One argument in favor of toaster ovens is that they use less energy than full-size ovens. That's true -- most full-size electric ovens will draw about 2,400 watts at medium to high heat, while the average toaster oven will draw around 1,500 watts. That means that every time you're using your toaster oven instead of your full-size oven, you're cutting your energy consumption by a little over a third.
What does that mean in dollars and cents? Let's walk through the math. Assuming an energy rate of $0.12 per kilowatt hour and an average use of 1 hour per day, the full-size oven will add about $105 to your energy bill each year. Unplug the oven and use a toaster oven instead, and that yearly energy cost drops to $65.
Your actual savings will vary based on use, and will likely be a lot less than $40. After all, most people who own toaster ovens will continue to use their full-size oven sometimes, if not most of the time, and hardly any of us will stop using our ovens altogether. So let's split the difference and say that using a toaster oven instead of a full-size oven at least some of the time can knock as much as $20 off of your yearly energy bill, provided you're baking something just about every day.
That's still pretty good, but it's also less than you might expect. Think about it -- the average 1,500-watt toaster oven offers about 0.6 cubic feet on the inside, while the average 2,400-watt electric oven offers about 5 cubic feet. The toaster oven is 85 percent smaller, but it's only using 35 percent less energy. If you've got a family to feed, or if you like to make multiple batches of cookies at a time, then you'll actually get more value from the full-size oven.
There sure are -- but it's very early, and they're very expensive. Unless you're an enthusiastic early adopter of smart kitchen tech with lots of cash to burn, they're tough to recommend.
The first to arrive was the June Intelligent Oven, which now sells in a second-gen model for $599. It's a capable cooking machine that uses built-in cameras to identify what you're trying to make, and it offers cooking guidance and an abundance of settings to tweak in its companion app. It also isn't good at making toast.
The Tovala Smart Oven is another second-gen smart oven, and at $349, it's less expensive than June. It doesn't feature built-in cameras -- instead, it uses a built-in QR code scanner to identify specific Tovala meal kits or, thanks to a recent update, frozen foods from Trader Joe's. From there, it automates the entire cooking process. You just put the food in and press start.
The third smart oven worth mentioning comes from Brava, and it's the most expensive of the three at $995. Among toaster oven upgrades, it's a bit like Frankenstein's monster -- you get the same infrared heating element as the Panasonic FlashXpress, the same built-in cameras as June, and the same meal-kit approach as Tovala. Like the oven itself, those meal kits are awfully expensive, with dinner for two ranging from $28 to $45.
I don't think any of these smart options are worth buying yet, but connected cooking gadgets are continuing to mature -- and with products like the Instant Pot proving that there's still a healthy appetite for well-featured kitchen tech, manufacturers are motivated to innovate.

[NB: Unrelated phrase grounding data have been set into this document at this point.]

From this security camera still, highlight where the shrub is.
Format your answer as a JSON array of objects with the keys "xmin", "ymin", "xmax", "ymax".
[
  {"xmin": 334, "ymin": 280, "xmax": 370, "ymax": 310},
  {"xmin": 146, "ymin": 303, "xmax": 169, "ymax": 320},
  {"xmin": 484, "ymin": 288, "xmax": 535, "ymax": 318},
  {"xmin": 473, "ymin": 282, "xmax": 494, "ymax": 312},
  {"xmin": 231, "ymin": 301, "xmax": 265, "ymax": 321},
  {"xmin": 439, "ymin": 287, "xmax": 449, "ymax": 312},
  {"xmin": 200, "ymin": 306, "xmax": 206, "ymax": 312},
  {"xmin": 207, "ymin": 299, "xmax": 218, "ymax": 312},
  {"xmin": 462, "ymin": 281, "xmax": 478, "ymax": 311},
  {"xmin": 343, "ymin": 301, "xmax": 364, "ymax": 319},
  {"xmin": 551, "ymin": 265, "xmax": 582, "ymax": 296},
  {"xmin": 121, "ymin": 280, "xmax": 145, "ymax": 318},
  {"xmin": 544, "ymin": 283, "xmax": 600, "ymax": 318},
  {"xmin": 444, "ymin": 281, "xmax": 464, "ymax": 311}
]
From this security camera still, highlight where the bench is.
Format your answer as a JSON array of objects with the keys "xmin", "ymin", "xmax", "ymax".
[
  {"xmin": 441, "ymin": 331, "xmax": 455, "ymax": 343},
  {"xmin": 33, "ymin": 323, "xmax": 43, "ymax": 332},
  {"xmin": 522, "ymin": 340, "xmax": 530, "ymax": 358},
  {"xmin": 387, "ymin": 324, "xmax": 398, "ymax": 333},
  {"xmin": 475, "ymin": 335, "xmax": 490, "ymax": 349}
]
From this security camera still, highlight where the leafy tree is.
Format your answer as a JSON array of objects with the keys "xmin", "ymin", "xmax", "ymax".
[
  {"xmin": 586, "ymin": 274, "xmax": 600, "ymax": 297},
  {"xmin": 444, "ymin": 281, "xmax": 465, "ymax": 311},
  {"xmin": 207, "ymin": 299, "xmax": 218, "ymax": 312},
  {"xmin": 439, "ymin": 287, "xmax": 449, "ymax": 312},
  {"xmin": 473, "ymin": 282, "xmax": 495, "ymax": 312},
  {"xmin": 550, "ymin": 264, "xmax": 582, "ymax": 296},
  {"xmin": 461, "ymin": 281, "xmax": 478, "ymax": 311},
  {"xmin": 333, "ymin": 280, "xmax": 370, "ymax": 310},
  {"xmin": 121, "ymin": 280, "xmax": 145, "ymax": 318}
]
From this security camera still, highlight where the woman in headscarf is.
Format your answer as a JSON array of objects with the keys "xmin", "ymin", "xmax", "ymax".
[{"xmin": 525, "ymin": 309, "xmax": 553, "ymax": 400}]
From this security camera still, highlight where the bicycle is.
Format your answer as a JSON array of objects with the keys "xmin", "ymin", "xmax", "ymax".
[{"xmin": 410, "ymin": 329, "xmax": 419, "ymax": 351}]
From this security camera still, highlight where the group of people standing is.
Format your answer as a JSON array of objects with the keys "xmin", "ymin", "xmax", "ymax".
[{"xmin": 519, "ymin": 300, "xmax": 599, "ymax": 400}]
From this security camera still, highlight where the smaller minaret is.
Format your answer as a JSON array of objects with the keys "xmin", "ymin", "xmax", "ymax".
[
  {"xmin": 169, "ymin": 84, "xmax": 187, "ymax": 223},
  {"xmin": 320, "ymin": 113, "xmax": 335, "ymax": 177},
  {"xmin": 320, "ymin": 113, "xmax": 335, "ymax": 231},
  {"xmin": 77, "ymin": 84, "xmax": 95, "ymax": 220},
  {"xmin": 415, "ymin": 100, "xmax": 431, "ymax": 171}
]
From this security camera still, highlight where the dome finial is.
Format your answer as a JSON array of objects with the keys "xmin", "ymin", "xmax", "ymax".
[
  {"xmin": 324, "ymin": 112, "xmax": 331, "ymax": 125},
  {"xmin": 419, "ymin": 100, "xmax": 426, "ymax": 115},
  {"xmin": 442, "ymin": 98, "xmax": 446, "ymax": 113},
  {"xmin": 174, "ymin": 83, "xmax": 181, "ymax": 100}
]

That includes the market-movers. Just recently, LG announced that its smart ovens will support Tovala's meal kits -- though you'll need to scan their QR codes with the Tovala app on your phone. Whirlpool has a smart countertop oven of its own coming this spring; more are likely to follow suit.
Fresh competition like that might lead to something truly compelling -- and, at the very least, it should eventually help to bring prices down to more reasonable levels. When we get to that point, I'll update this section to include our top pick.